By the time I make it to the corner of Hulme Street and Oxford Road, the rain is heavier and the buses’ wheels threaten me with puddles as I wait at a nearby bus stop for shelter. My mate is late. I pretend to be texting to look busy. A man is drawing an architectural study intently at a 90degree angle on some paper using the bus-stop’s bench as a work surface. My mate arrives, phone in hand and we head down the road.
Switch Circuit was devised with two of FutureEverything’s themes in mind, ‘FutureEverybody’ and ‘Global & Connected’, with the idea centring on interactivity and subverting the normal rules on how we use our phones. It’s billed as an ‘unpredictable experiment’ involving the audience, ‘looking at how intrusions and interruptions can take advantage of the trust we place in [our phone’s] potentially dangerous functionalities’.
It’s true, there is an over-reliance on technology these days. There’s talk of a second ‘dot com’ bust involving the new-breed of internet start-ups and smartphone app developers. The mobile phone market itself seems to be split between people who worship the smartphone and others who seem to be actively subverting the genre by using deliberately ‘basic’ models, so I’m intrigued by the exhibition’s basic, and somewhat timely, premise. The MoD just a fortnight ago for instance, warned of a ‘terminator-like’ future of warfare with the increasing frequency of un-manned drones in combat; what’s more, this seemed to come when a ‘secret’ tracker algorithm stored deep within iPhone’s operating system ‘tracked’ users movement from phone calls and every time they accessed GPS services.
But the exhibition, despite its grand write-up of establishing an ‘Orwellian atmosphere of control, examination and scrutiny’ for the audience, not to mention the prescient milieu of current events, fundamentally failed to hit the mark. For an exhibit which studies and actively stipulates interactivity on behalf of the audience, I for one was left feeling quite lost, disengaged, unplugged perhaps from the supposed events apparently transpiring.
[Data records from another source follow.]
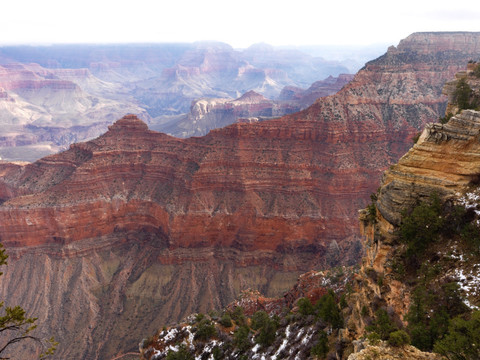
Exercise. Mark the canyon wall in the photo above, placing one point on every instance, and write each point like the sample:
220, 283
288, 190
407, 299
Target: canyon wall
137, 224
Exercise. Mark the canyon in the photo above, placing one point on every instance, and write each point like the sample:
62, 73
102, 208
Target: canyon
207, 114
443, 165
116, 230
53, 96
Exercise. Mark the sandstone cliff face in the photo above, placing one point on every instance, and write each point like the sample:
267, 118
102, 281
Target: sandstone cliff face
51, 97
138, 219
207, 114
45, 110
445, 162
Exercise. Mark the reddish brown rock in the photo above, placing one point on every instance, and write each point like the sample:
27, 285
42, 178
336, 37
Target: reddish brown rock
136, 224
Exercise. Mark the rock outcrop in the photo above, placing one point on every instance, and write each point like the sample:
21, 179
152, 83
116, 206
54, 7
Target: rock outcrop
444, 161
208, 114
118, 229
51, 97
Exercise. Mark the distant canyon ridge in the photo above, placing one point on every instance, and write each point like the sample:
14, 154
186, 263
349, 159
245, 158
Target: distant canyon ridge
120, 234
53, 96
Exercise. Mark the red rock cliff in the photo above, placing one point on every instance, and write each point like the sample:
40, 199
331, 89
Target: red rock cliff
118, 229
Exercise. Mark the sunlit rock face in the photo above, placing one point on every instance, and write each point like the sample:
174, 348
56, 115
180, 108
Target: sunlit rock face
137, 224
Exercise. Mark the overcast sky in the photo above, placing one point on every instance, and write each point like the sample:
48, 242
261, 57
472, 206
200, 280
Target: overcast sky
239, 23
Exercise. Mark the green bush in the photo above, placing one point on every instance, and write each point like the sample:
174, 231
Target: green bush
305, 307
446, 118
422, 225
329, 311
373, 338
238, 316
241, 338
398, 338
471, 234
382, 324
462, 95
417, 136
259, 320
476, 71
266, 334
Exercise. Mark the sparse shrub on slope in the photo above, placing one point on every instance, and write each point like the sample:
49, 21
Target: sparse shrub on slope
463, 339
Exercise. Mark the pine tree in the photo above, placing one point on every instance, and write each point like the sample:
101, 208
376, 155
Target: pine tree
16, 327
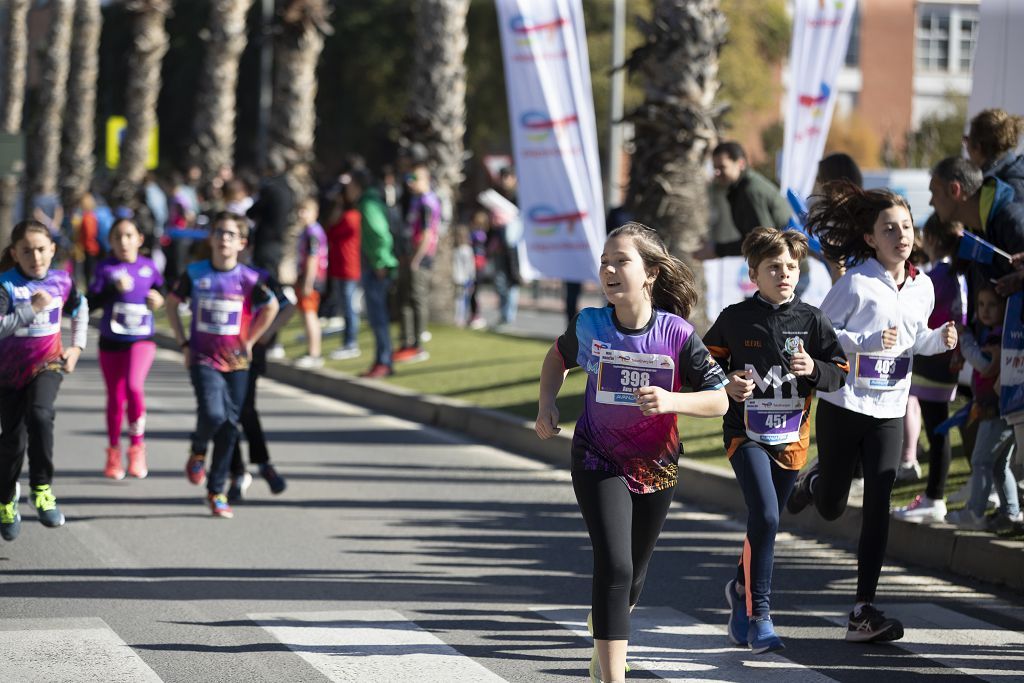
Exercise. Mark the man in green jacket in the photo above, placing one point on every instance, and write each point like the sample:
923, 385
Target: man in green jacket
379, 263
754, 200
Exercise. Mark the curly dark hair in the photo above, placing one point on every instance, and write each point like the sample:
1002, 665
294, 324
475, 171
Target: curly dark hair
844, 214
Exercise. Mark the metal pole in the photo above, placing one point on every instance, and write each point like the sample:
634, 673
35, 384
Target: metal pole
265, 81
612, 190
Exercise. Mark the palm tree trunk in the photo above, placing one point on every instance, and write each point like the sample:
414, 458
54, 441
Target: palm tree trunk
214, 145
148, 46
436, 118
298, 43
677, 125
77, 154
44, 136
15, 54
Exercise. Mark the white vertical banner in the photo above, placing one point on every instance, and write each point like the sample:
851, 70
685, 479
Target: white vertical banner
997, 55
554, 135
820, 37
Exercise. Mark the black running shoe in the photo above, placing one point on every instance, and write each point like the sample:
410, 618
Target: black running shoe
872, 627
801, 496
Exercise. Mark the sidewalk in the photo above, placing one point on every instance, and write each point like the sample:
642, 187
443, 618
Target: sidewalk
969, 553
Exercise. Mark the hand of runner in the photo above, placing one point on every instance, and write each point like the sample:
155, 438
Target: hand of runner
654, 400
739, 387
547, 422
889, 337
802, 365
949, 335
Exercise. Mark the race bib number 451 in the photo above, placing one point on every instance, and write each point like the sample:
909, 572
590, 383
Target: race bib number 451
620, 374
Was this the intention? Apparently so according to one of the lead curators at BlankSpace, but I seriously doubt it. I can see how this feeling of frustration and perhaps even isolation from what was meant to be happening could, at a push, be deemed to be one of the effects this exhibition purposed to create. But it was far from Orwellian. Far from real or tangible.
Earlier, the man at the bus-stop who drew at a 90 degree angle was vulnerably housed. He called himself Titch. He made art on a day-to-day basis to put towards a bed for the night and was based in the Northern Quarter. I bought a landscape of Affleck’s and Tib Street from him. His art was far more real, his social position far more relevant to anyone who reads Orwell.
Titch’s work is showcased in many bars and cafés across the Northern Quarter.